Echoes from 2000 can also be heard in the continual false calls of a market bottom. The Web site Minyanville has documented the repeated bottom-calling attempts by National Association of Realtors economist David Lereah. Lereah believed the housing market had stabilized in March 2006 and again in April, June, October, and November.
Good, smug fun!
David Lereah, who published a book in 2005 telling readers how they could get rich participating in the endless housing boom, published a book in 2000 advising readers how they could get rich from the endless information technology boom.
Ha ha, buussted! But this is not exactly the same as the Internet bust, because in housing there are legions of people quietly pining for a crash. Generation X, we used be called. Those of us not born into prime real estate have been unable to buy any, particularly in the cities we’ve been flocking to.

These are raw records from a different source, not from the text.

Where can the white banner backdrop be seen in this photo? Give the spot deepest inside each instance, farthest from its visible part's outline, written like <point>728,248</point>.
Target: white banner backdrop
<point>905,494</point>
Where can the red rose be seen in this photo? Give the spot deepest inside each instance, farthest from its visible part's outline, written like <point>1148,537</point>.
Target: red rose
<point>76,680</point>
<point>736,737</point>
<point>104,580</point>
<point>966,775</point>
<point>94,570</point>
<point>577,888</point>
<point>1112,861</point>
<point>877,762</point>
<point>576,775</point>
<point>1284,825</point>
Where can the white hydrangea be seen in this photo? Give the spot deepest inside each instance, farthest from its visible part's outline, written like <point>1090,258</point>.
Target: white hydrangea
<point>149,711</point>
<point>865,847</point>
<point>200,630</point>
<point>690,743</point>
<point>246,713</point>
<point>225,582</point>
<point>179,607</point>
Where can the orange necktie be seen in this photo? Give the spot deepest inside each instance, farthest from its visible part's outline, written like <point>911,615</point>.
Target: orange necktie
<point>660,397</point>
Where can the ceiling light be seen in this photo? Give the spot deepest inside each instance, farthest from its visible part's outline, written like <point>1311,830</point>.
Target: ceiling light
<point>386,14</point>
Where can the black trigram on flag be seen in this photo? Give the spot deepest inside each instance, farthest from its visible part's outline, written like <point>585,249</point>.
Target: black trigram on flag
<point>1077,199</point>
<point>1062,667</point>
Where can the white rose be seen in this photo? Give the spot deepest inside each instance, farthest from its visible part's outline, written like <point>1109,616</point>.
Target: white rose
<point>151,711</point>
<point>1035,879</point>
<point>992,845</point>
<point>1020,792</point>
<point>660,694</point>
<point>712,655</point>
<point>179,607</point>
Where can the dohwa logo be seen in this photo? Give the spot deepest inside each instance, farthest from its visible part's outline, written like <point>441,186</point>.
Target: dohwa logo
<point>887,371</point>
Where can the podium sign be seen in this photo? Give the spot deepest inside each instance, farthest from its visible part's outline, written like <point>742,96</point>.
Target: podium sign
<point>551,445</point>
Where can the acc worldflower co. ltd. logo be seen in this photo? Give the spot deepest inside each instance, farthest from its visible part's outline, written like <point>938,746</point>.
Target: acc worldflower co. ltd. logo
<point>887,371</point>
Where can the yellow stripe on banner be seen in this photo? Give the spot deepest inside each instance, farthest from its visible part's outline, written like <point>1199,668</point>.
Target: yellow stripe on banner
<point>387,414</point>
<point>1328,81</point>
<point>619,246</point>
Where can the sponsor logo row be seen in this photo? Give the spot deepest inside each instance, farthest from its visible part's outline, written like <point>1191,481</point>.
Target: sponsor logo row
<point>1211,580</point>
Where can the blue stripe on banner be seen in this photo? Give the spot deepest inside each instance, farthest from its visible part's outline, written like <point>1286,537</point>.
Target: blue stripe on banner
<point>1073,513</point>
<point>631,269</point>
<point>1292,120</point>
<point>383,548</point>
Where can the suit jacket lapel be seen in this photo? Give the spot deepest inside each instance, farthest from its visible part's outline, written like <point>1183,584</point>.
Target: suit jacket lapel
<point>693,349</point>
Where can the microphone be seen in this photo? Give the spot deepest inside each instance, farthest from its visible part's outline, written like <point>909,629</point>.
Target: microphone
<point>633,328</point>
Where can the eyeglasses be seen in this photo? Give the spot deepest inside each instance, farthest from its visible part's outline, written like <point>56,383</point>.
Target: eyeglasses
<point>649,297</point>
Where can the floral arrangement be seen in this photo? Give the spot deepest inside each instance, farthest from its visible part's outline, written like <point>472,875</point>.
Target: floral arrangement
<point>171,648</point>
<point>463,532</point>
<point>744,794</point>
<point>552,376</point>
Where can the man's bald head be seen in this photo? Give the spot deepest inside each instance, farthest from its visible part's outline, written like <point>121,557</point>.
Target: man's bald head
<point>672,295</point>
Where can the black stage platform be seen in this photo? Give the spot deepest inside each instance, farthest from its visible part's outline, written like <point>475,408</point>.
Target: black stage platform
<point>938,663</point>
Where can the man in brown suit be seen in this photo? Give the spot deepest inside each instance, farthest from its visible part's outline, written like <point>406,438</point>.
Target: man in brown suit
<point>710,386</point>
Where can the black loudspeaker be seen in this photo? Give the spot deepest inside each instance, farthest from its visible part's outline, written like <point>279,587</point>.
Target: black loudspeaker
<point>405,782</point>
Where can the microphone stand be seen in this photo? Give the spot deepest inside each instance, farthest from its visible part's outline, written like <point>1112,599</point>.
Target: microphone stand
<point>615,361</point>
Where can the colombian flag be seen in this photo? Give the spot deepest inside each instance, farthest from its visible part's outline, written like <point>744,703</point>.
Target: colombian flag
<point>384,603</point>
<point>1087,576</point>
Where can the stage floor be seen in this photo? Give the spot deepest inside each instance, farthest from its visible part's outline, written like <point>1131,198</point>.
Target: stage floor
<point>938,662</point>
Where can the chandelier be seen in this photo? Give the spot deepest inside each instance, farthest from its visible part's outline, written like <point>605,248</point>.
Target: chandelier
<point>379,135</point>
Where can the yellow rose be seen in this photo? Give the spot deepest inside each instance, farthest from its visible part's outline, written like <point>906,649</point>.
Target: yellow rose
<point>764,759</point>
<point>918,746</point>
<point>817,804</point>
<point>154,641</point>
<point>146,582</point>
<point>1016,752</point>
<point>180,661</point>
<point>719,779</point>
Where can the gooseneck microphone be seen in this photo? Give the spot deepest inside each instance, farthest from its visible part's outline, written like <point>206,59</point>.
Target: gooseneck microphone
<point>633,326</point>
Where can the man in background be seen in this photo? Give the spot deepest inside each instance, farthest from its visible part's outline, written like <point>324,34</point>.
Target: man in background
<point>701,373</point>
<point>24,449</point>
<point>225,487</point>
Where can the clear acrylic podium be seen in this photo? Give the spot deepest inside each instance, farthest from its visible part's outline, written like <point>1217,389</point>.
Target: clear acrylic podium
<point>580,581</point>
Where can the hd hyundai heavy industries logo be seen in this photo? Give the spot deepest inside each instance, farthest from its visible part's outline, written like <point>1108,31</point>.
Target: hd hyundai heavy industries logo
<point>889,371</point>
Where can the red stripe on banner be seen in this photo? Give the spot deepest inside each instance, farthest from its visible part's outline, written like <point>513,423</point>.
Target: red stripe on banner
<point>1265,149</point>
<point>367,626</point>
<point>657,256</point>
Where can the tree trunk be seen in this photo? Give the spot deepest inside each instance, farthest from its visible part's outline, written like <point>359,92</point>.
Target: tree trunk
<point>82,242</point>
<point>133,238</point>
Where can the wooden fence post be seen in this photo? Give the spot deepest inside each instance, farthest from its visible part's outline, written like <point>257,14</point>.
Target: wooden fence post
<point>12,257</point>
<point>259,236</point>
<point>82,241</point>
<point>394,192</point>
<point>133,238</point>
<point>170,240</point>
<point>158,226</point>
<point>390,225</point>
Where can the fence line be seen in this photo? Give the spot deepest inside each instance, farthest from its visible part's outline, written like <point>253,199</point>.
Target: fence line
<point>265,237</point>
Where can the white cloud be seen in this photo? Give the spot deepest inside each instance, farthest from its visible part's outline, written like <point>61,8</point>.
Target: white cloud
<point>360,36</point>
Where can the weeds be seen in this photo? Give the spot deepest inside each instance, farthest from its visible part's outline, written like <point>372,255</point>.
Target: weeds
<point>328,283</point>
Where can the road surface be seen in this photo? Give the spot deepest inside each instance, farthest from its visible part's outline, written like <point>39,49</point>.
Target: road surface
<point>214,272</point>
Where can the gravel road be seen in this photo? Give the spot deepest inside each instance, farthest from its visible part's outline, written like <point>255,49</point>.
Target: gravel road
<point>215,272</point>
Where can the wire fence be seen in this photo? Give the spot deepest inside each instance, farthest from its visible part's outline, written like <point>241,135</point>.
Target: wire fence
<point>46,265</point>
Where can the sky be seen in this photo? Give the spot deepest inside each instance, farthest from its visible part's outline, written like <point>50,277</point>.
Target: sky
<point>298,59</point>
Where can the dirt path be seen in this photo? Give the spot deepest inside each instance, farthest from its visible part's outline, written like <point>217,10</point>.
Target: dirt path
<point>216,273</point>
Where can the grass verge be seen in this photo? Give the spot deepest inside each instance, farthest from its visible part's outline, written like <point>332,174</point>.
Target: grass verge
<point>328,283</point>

Even before the housing bubble stories started trickling in we were anticipating them. You don’t need to be told that three quarters of a mil is just too damn expensive (in today’s money) for your first house. So it’s been fun to watch the old, real-estate-owning dudes at the Times wring their hands over lightly declining prices the past two years. Now we get to watch them falsely predict bottom after bottom leading up to the crash we’re dreaming of.
I don’t know about you, but I’m totally gonna wear flannel and listen to Nirvana as this shit goes down.